Framework comparison — PHP middleware patterns
| Framework | Middleware standard | Block | Process model |
|---|---|---|---|
| Hyperf | PSR-15 MiddlewareInterface | return new Response()->withStatus(403) | Swoole persistent (singleton middleware) |
| Slim 4 | PSR-15 MiddlewareInterface | return $response->withStatus(403) | PHP-FPM (new instance per request) |
| Laravel | Laravel middleware (handle()) | return response('Forbidden', 403) | PHP-FPM or Octane (persistent) |
| Laminas | PSR-15 MiddlewareInterface | return new HtmlResponse('Forbidden', 403) | PHP-FPM (new instance per request) |
Hyperf, Slim, and Laminas all implement PSR-15 — the process() signature is identical.
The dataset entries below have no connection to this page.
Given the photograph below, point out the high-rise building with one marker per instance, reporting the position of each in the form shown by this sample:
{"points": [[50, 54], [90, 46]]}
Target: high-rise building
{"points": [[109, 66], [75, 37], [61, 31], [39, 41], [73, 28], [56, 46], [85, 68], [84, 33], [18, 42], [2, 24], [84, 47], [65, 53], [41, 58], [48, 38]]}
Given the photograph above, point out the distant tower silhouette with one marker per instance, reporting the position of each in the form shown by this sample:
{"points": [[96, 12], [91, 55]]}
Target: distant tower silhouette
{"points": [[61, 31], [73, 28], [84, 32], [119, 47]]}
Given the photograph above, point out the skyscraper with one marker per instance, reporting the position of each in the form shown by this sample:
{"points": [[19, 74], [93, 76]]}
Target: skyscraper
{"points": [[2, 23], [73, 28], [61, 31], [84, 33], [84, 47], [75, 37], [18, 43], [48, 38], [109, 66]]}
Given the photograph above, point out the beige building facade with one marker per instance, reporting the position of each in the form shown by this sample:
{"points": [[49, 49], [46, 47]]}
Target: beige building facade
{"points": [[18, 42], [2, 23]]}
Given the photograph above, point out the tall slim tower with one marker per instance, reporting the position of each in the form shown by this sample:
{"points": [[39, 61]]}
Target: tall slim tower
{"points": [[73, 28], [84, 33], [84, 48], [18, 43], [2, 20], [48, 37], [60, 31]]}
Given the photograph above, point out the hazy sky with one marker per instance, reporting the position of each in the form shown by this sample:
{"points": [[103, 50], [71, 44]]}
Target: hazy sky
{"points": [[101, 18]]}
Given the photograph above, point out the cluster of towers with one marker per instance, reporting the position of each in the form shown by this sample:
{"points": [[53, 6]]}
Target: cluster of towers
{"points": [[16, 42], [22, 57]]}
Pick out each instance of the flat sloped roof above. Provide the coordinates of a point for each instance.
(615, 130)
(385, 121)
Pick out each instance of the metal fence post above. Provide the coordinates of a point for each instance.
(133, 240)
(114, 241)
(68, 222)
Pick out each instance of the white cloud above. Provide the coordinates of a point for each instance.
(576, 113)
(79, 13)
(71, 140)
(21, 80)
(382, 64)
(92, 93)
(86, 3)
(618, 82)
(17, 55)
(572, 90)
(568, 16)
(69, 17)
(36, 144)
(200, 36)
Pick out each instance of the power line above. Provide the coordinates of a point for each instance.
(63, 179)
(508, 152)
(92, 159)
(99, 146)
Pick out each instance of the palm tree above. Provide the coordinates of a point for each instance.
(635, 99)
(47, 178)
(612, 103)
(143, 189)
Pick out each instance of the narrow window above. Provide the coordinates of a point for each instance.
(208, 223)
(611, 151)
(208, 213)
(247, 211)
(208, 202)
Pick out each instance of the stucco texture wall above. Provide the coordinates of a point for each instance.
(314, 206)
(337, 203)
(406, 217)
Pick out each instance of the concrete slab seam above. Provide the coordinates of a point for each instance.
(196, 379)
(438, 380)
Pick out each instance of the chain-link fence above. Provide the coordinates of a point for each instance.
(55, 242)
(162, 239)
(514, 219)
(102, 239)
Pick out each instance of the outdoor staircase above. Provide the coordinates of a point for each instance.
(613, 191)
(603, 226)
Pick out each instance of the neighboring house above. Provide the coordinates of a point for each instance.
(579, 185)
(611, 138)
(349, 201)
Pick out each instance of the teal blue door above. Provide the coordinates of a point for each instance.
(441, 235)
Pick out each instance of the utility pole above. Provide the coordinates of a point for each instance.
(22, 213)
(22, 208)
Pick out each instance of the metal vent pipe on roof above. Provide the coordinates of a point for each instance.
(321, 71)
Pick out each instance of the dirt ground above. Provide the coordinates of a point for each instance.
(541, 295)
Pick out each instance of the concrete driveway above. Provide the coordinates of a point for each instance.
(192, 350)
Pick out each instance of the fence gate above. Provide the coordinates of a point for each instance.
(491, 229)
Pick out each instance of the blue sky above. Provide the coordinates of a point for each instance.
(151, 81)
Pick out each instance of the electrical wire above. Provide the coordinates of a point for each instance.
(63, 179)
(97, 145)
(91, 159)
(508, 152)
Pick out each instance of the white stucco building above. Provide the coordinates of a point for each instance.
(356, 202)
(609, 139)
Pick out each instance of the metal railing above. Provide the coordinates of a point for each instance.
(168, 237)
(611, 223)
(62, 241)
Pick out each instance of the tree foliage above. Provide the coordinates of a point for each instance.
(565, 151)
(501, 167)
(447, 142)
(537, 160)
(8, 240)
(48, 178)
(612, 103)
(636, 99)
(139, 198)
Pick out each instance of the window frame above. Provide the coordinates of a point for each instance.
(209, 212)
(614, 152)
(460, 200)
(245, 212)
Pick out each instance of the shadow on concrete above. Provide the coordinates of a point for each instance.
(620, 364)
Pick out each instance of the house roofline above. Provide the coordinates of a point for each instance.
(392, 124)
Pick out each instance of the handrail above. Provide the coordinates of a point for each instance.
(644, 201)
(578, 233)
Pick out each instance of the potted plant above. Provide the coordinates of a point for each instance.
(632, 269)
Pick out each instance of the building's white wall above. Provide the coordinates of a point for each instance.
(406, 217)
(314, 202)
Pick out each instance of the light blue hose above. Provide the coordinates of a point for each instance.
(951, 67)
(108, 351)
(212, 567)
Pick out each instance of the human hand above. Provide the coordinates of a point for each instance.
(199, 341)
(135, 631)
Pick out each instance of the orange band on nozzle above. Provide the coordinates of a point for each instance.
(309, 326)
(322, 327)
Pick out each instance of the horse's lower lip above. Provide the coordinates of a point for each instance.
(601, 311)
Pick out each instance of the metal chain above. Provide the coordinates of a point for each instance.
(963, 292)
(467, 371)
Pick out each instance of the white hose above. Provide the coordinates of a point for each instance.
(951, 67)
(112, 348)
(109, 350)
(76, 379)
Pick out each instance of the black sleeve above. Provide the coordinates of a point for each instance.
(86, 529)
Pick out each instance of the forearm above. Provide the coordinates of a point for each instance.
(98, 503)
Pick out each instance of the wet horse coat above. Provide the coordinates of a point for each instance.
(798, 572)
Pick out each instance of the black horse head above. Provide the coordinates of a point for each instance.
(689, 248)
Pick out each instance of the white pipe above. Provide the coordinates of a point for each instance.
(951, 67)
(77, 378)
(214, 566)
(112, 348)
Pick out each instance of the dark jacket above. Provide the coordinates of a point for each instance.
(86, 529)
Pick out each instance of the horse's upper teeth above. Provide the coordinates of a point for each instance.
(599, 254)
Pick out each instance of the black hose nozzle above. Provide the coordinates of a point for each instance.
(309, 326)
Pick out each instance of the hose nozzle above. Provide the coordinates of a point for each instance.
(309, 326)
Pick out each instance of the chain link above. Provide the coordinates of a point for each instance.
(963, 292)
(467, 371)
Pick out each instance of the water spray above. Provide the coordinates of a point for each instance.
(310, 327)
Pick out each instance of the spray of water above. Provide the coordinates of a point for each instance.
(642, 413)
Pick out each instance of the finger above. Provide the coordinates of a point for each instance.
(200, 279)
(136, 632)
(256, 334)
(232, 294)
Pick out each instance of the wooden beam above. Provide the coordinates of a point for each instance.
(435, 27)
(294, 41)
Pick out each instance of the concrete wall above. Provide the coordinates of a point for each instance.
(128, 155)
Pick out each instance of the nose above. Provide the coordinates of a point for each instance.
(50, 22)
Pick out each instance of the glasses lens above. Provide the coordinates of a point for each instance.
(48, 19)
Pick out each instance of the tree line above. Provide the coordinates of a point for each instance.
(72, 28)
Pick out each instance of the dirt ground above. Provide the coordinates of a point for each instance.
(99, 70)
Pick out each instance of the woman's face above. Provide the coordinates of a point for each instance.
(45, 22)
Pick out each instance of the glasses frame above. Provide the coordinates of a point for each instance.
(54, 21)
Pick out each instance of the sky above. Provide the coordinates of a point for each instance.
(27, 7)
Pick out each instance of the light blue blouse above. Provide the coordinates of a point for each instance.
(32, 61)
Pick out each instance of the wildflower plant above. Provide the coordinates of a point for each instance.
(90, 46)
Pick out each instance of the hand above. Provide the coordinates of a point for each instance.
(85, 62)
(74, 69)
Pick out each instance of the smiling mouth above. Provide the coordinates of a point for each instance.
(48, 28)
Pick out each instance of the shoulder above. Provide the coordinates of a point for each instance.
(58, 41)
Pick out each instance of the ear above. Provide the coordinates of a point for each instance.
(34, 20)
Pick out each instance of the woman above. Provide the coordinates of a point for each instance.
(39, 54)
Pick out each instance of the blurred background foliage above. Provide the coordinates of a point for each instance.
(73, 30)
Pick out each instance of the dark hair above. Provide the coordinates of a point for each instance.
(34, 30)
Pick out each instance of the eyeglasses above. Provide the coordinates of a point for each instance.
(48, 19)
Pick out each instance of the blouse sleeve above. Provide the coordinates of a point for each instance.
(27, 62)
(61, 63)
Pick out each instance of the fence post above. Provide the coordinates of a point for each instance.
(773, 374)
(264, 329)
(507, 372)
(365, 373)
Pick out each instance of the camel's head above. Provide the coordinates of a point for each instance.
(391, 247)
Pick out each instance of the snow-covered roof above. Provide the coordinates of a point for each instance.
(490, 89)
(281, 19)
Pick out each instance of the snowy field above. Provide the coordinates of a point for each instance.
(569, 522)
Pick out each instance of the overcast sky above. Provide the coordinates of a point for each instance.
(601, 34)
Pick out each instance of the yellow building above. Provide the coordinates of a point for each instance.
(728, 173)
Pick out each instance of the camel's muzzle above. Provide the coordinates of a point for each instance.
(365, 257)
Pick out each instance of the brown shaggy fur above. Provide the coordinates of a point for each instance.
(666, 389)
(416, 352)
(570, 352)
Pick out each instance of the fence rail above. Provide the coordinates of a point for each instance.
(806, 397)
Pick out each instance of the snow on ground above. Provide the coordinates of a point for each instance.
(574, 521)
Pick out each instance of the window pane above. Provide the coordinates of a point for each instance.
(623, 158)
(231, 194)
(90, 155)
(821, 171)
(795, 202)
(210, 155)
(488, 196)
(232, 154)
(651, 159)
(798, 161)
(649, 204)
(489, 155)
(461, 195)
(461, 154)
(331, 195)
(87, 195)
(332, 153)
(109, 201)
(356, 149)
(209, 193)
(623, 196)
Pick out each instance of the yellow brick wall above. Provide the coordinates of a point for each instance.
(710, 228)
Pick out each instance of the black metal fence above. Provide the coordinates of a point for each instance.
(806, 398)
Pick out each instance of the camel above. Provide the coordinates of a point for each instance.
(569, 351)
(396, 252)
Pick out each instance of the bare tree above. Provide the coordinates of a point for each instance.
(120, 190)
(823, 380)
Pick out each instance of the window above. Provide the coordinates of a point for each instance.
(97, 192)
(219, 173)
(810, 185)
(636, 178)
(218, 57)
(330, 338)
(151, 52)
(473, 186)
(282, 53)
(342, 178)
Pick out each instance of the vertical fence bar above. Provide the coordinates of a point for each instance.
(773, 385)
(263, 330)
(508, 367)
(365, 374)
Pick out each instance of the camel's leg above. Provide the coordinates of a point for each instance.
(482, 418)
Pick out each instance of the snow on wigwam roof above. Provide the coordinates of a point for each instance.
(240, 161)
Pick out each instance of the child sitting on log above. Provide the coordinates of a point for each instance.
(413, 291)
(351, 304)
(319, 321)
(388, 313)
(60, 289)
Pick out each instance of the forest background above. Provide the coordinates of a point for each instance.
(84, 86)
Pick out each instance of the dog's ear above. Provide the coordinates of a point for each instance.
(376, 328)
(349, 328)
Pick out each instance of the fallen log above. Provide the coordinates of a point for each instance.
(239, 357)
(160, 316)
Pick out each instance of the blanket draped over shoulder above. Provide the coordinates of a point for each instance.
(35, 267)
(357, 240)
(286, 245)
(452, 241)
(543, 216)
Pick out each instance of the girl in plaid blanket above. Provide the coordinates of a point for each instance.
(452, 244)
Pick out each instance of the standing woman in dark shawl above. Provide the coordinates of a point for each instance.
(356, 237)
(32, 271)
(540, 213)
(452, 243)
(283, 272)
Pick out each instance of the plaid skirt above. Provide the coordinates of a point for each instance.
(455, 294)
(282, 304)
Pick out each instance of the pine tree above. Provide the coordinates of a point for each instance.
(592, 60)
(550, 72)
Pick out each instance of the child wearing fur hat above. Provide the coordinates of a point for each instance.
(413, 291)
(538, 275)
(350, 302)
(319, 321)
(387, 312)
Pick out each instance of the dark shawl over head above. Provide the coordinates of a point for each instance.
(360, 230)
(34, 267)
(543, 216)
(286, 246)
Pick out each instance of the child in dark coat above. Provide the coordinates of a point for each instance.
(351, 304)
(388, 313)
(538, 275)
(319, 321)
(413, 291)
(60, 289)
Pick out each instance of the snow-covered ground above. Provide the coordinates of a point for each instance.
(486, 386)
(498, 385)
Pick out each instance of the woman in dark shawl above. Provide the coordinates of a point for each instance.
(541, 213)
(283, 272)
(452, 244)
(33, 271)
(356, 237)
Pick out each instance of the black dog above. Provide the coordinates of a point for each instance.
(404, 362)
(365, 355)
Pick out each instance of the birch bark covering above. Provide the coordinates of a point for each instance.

The key difference is the process model: Hyperf runs in a Swoole persistent process (singleton middleware, coroutine context), while Slim and Laminas run under PHP-FPM where each request gets a fresh instance. Laravel with Octane is the closest PHP-FPM alternative to Hyperf's persistent model — the same stateless middleware rules apply.